A similar thought process carries over into working with pediatric clients in clinics and educational settings. I find myself feeling what my clients and their families are feeling. I celebrate their joys and feel their struggles. I sense the pride and the disappointment. I am here to teach and help carry them along the way, easing the load in whatever way I can. At times, this means scaling back on those lofty plans and progress monitoring to build trust with students. This trust takes on many looks. It starts with honesty, the belief that I am on their side, willing to support them and believe in them. It is reliability and consistency, whether that be in my presence or at times even offering something as fundamental as food security. It is the belief that they are my priority. Amidst all the expectations, this compassion and connection might have had a hard time evolving or it might even become lost. Our evaluations, treatments, and our decisions will ALWAYS impact a child and their family, and that can never be taken out of the equation. We MUST think about their perspectives, their feelings. In fact, we MUST lean on our compassion and our empathy in order to support them.
As providers we are eager to treat. Our goal is to make people better, either through developing skills or restoring them. Insurance companies require measurable progress. They often provide limited visits that we need to maximize. In order for that to happen or perhaps, in order to give ourselves the best chance of that happening we need to take some time to sit with our patients and their families, and step into their shoes before diving into treatment in whatever way we can.
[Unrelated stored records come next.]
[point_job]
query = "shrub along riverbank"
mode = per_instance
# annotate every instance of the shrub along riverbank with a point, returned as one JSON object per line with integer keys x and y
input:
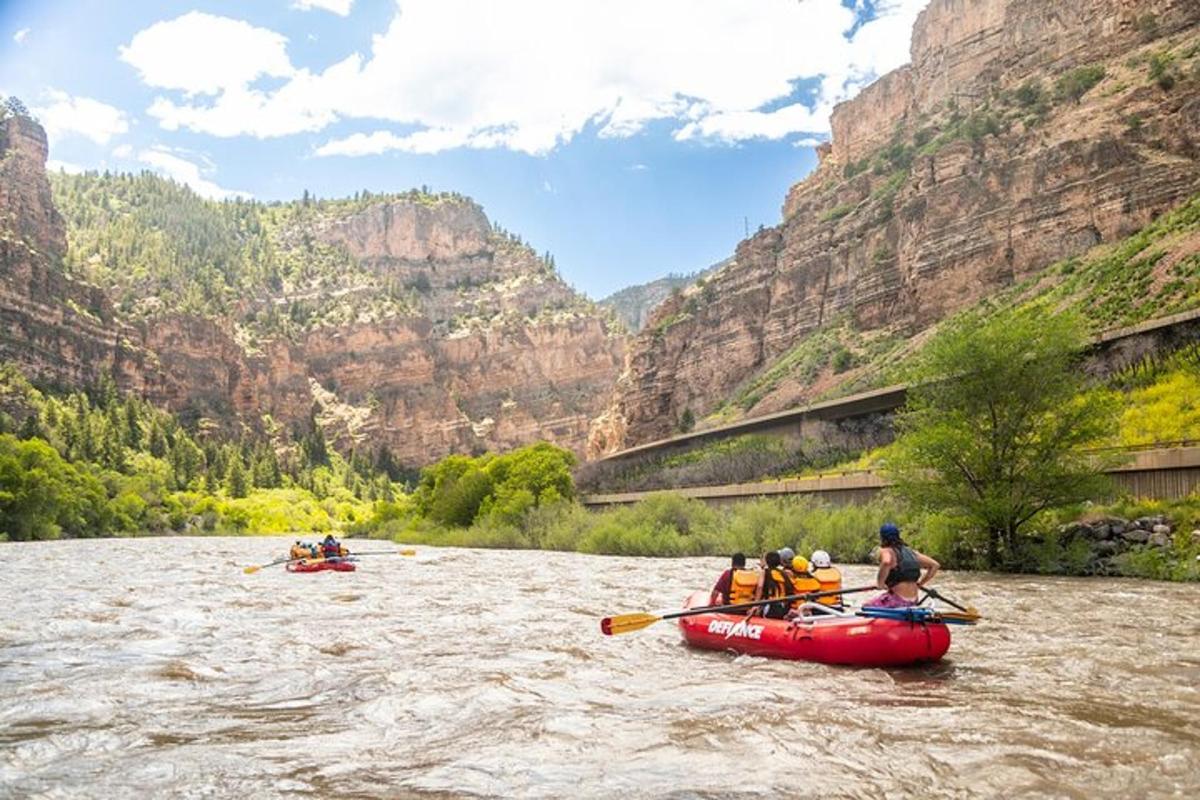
{"x": 1078, "y": 541}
It is essential that the first few sessions focus on answering questions, providing education, or just listening. It is my firm belief that in doing so, we can garner critical insight to best tailor our treatment methods. Not doing so implies that (rather impressively, I must say) that one has managed to implement the most appropriate treatment plan simply from a referral and a concise medical history. Families are placing an enormous trust in the therapist and therefore it is imperative that we earn it and continue to develop it by implementing a comprehensive, insightful approach.
I am proud to work at KidSense Therapy Group where we heavily focus on connecting with our clients and their families as they lean into us for support. I feel confident in knowing that my colleagues think of each of our clients as an extension of their family. We are here to listen, support, educate, and empower our community. Treatments start with empathy, which leads to trust, which ultimately leads to progress.